Being a former speech and drama teacher, my initial knee-jerk reaction was that the government had implemented a rational, logical policy to help improve business communications flow between East and West. I have met many expatriates working here who have experienced difficulty understanding locals on a day-today basis and vice versa. Quite surprising, perhaps, when you consider that the official working language of Singapore is English. Every Singaporean student must learn English at school, irrespective of ethnic or cultural background.
Where then is the problem? Well, take the movie Army Daze for instance. Having been in the country for only a week, Scott and I could not understand some of the dialogue that was allegedly in English. This was mainly because it was not in English but rather Singlish, the
local dialect of Singaporean English (some would say it is even a separate language) that is the result of the ethnic melting pot that exists on the island.
With Singlish, you often end up with the word ‘can’ at the end of sentences, rather than at the beginning, much like ke yi in Mandarin or boleh in Malay. Exclamations like lah, aiyoh, meh and alamak often find their way into Singlish, too. However, it is the vocabulary of localised English that I would like to emphasise because this is the most important aspect of Singlish.
In my last job, I enjoyed antagonising my Canadian friends by reminding them that, as a native-speaking Englishman, I had never encountered an English dialect that I could not understand. This fact is true but hardly a big deal, considering I cannot speak any other language. Canadians like my good friend Shawn, on the other hand, struggle with any accent that is not North American. When he saw the movie Trainspotting, he confessed that he needed the subtitles to understand the dialogue, as the cast spoke with strong Scottish accents.

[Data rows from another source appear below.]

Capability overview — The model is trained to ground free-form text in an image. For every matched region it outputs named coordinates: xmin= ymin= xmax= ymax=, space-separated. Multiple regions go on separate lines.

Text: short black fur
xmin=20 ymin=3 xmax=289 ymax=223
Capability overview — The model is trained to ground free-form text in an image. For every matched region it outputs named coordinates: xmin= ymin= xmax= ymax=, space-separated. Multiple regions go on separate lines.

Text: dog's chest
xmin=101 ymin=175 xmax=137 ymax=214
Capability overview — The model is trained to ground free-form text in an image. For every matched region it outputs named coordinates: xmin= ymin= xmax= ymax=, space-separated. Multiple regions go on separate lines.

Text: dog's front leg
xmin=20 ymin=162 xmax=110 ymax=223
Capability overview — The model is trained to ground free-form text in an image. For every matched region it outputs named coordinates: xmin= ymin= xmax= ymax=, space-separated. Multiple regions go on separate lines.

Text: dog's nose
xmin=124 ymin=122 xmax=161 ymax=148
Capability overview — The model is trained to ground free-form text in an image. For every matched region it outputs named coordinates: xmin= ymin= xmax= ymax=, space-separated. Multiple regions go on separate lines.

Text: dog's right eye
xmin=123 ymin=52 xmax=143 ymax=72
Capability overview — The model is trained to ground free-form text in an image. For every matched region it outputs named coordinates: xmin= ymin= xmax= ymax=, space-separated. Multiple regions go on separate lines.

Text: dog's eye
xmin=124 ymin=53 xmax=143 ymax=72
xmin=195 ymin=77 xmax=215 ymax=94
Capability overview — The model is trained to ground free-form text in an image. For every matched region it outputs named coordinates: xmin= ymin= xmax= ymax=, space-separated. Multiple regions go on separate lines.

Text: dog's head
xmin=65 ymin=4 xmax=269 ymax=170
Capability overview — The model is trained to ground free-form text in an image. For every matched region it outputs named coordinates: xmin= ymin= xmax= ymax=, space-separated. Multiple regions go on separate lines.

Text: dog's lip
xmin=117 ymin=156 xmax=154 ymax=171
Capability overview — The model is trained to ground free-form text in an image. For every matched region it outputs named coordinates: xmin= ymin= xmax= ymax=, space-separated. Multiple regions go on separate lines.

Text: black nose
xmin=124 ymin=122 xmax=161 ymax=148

As the British Isles is blessed with having so many different accents and dialects scattered over such a small area, I was confident, therefore, that Scott and I would have no problems coming to grips with the local tongue. English is English after all. However, some of what Singaporeans speak most certainly is not English and this is where we encountered some difficulty. What was even more worrying was that as I began to teach in Singaporean schools, it became apparent that students did not even realise that many of the words they spoke were not English. Even if they spoke slowly and adopted my mother’s resonant telephone voice, words like kiasu, kaypoh, meaning ‘nosy’, and gong-gong, meaning ‘silly’ or ‘stupid’, were still being uttered. After discovering what these words meant, I went back to my classes and told disbelieving pupils that these words were not part of the English language. I recall one particular teenage boy who refused to accept that kiasu and kaypoh were not English words. He explained, quite rationally I thought, that these words were spoken by Singaporeans of all races and they could be heard and read in the national media. Although I agreed with him, I added that they were unique to the Singaporean vocabulary and would not be understood in other parts of Asia, let alone in places like England and the United States.